Nodes in the new edition are distinguished by the version-level identifier which appends the string `_simpleascii` to the version identifier.

This notebook creates simplified corpora for *Iliad* text and *scholia* of book 9 in the Upsilon 1.1, but the same `asciiCorpus` function can be used to convert any citable corpus of Greek text.


In [None]:
val personalRepo = coursierapi.MavenRepository.of("https://dl.bintray.com/neelsmith/maven")
interp.repositories() ++= Seq(personalRepo)

In [None]:
import $ivy.`edu.holycross.shot.cite::xcite:4.3.0`
import $ivy.`edu.holycross.shot::ohco2:10.20.3`
import $ivy.`edu.holycross.shot::greek:5.5.1`
import $ivy.`edu.holycross.shot.mid::orthography:2.0.0`

In [None]:
import edu.holycross.shot.cite._
import edu.holycross.shot.ohco2._
import edu.holycross.shot.greek._
import edu.holycross.shot.mid.orthography._


// Source files for corpora on project gh repository
// 
//val venetusAIliadUrl = "https://raw.githubusercontent.com/neelsmith/summer2020nbs/master/data/vaIliad-2020i.cex"
//val venetusAScholiaUrl = "https://raw.githubusercontent.com/neelsmith/summer2020nbs/master/data/hmt-2020i-noIliad.cex"
val twins9Url = "https://raw.githubusercontent.com/neelsmith/transmission-evolution/master/data/texts/diplomatic/twins9corpus.cex"

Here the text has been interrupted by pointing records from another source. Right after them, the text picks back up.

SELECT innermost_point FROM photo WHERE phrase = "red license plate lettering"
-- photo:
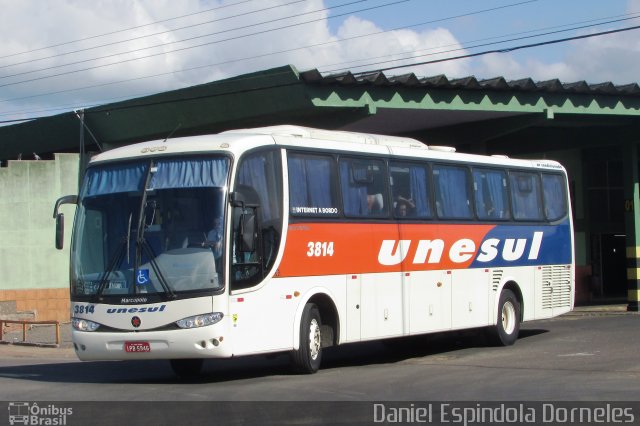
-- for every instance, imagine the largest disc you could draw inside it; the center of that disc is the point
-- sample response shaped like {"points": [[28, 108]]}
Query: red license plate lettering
{"points": [[137, 347]]}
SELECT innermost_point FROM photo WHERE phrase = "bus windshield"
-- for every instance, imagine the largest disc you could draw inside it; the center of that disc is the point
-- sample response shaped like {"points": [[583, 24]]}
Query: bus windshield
{"points": [[150, 227]]}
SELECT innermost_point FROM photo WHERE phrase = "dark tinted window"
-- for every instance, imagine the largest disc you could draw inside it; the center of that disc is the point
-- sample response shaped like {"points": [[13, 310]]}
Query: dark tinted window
{"points": [[311, 190], [490, 190], [452, 192], [525, 196], [555, 197], [362, 182], [410, 188]]}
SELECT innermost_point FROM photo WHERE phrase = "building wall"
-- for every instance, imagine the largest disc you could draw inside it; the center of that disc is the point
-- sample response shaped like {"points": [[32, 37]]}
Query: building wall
{"points": [[34, 273]]}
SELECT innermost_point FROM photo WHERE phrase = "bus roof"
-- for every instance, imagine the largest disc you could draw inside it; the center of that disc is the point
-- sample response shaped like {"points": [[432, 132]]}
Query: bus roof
{"points": [[235, 142]]}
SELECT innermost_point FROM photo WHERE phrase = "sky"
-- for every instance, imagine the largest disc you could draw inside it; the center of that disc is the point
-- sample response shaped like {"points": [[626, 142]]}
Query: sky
{"points": [[61, 55]]}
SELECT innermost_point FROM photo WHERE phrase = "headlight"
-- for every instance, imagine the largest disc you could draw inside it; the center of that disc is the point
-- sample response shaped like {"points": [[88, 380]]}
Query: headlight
{"points": [[200, 320], [84, 325]]}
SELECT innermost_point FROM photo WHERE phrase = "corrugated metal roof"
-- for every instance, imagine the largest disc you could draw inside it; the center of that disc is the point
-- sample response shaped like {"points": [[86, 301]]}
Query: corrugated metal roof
{"points": [[471, 83]]}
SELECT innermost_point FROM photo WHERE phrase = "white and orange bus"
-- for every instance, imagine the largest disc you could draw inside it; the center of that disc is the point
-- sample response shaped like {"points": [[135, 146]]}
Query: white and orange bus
{"points": [[292, 239]]}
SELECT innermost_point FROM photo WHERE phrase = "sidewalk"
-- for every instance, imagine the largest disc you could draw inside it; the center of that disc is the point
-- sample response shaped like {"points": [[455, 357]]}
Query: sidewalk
{"points": [[40, 337]]}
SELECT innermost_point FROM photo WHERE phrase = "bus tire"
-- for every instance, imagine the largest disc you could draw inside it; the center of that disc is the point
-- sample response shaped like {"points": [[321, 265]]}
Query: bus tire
{"points": [[505, 332], [187, 368], [307, 358]]}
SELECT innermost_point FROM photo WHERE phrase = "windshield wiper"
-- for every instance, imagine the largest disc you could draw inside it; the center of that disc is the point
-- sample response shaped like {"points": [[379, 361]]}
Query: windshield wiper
{"points": [[156, 268], [115, 261]]}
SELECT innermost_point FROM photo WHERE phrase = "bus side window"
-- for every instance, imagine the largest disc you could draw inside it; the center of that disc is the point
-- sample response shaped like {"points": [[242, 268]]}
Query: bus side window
{"points": [[362, 182], [555, 198], [525, 196], [452, 192], [259, 181], [490, 188], [410, 188]]}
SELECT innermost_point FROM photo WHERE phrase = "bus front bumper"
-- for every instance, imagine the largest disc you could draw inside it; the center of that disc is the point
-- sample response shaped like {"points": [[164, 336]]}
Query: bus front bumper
{"points": [[203, 342]]}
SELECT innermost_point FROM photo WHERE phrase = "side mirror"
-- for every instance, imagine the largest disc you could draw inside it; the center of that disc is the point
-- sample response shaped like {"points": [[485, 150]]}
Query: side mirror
{"points": [[248, 235], [59, 217], [60, 231]]}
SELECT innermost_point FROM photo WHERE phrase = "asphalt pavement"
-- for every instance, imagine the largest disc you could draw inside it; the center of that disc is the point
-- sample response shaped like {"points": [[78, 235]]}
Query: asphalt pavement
{"points": [[40, 340]]}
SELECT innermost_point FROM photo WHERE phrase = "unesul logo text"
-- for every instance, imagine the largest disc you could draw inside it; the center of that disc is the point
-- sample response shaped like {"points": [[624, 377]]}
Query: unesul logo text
{"points": [[394, 252]]}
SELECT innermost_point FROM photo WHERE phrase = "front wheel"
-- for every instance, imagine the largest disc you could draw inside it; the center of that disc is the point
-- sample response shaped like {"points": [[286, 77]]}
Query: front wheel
{"points": [[187, 368], [506, 330], [307, 358]]}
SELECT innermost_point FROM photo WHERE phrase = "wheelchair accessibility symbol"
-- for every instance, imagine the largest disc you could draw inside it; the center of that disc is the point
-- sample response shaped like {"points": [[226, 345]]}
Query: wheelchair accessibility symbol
{"points": [[143, 277]]}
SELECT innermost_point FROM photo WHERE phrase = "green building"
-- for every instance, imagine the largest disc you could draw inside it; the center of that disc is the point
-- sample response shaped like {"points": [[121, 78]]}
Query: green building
{"points": [[592, 129]]}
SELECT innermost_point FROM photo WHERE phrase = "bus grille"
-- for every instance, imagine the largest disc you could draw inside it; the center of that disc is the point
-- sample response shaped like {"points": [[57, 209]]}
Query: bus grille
{"points": [[556, 286]]}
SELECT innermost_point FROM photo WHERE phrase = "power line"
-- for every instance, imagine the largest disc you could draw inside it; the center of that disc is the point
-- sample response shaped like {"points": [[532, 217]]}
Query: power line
{"points": [[505, 50], [636, 16], [242, 91], [183, 48], [464, 44], [633, 16], [126, 29], [150, 35]]}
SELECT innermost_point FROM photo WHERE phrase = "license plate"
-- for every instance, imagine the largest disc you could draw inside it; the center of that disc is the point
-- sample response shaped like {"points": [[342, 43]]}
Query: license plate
{"points": [[137, 347]]}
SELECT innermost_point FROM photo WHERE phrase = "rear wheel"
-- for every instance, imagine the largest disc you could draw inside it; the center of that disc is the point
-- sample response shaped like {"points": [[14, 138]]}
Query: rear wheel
{"points": [[506, 330], [187, 368], [307, 358]]}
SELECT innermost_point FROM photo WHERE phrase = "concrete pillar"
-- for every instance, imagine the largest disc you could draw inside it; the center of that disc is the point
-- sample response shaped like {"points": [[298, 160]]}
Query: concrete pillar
{"points": [[632, 224]]}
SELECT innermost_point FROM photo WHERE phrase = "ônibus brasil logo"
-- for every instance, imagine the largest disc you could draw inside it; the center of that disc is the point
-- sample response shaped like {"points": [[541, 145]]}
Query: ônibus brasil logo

## Convert a corpus to simpified ASCII form

- use the `LiteraryGreekString` object to tokenize the text and filter it keep only lexical tokens
- make a `LiteraryGreekString` from each lexical token, and drop accents, breathings and diaeresis
- recompose individual tokens into a single stripped-down string for each citable passage


In [None]:
// Convert a single CitableNode to simpliefied ASCII form.
// Siglum is a String to use for the version ID of the
// nodes of this corpus.
def curateNode(cn: CitableNode, siglum: String) : CitableNode = {
  if (cn.text.isEmpty){
    println("EMPTY TEXT: " + cn.urn)
    cn
  } else {

    val lexTokens = LiteraryGreekString.tokenizeNode(cn).filter(_.tokenCategory == Some(LexicalToken))
    val lgs = lexTokens.map(tkn => LiteraryGreekString(tkn.text).toLower.stripBreathingAccent.ascii)
    val simpleAscii = lgs.mkString(" ")
    CitableNode(cn.urn.addVersion(s"${siglum}_simpleascii"),simpleAscii)
  }
}


// Convert a corpus to simpliefied ASCII form.
// Siglum is a String to use for the version ID of the
// nodes of this corpus.
def asciiCorpus(c: Corpus, siglum: String) : Corpus = {
  Corpus(c.nodes.map(n => curateNode(n, siglum)))
}

In [None]:
// create  source corpora
val twins9 = CorpusSource.fromUrl(twins9Url)
// compile ascii for individual data sets
val upsilon9iliad = twins9 ~~ CtsUrn("urn:cts:greekLit:tlg0012.tlg001.e3:")
val upsilon9scholia = twins9 ~~ CtsUrn("urn:cts:greekLit:tlg5026.e3.hmt:")


//val venetusAscholia = CorpusSource.fromUrl(venetusAScholiaUrl)
//val venetusAiliad = CorpusSource.fromUrl(venetusAIliadUrl)


In [None]:
//val upsilon9iliad_ascii = asciiCorpus(upsilon9iliad, "e3")
val upsilon9scholia_ascii = asciiCorpus(upsilon9scholia, "e3")


In [None]:
val upsilon9iliad_ascii = asciiCorpus(upsilon9iliad, "e3")